Tensile Deformation of Polyethylene and Directionality of Its Molecules

Abstract

The specimens of polyethylene were deformed by tensile force at the various temperatures between 8°C and 80°C. The cross sectional area of the specimens is 6.8×3.3mm² and the length of their parallel portions is 50mm. The tensile stress-strain curves are shown in Fig. 2, where the logarithmic strain is taken along the abscissa. The characteristic feature of these curves is rendered by three straight lines and a curve, the former consisting of three portions of the strain ranges of 0% to 5%, 15% to 65% and over 65%, and the latter being the portion of the strain range of 5% to 15%. These strain ranges are independent on the test temperatures, but the flow stress corresponding to a certain strain decreases with the increment in the temperatures.
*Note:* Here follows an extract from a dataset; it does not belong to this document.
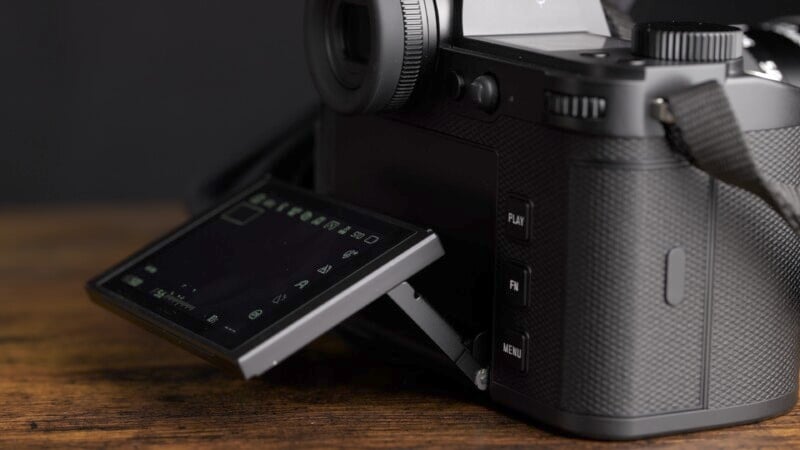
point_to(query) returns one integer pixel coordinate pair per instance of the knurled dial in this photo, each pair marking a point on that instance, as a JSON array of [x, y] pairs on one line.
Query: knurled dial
[[687, 42]]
The orientation of the chain axes of the molecules in the plastically deformed specimens was also observed from the X-ray diffraction photographs in Fig. 4. The chain axis direction of most molecules in the crystalline region can be calculated from the angle ∅ (in Fig. 4) between the equatorial direction and the radius to the point of maximum intensity on the (110) ring, with the result that the chain axis direction approaches more and more to the tensile direction. As shown in Fig. 5, the angle ε between the tensile direction and the chain axis decreases in proportion to the logarithmic tensile strain. It is evident from the X-ray diffraction patterns in Fig. 4 that the chain axes of the molecules in the amorphous region are made also oriented towards the tensile direction, because the intensity is not uniform on the halo, but stronger near the equatorial direction.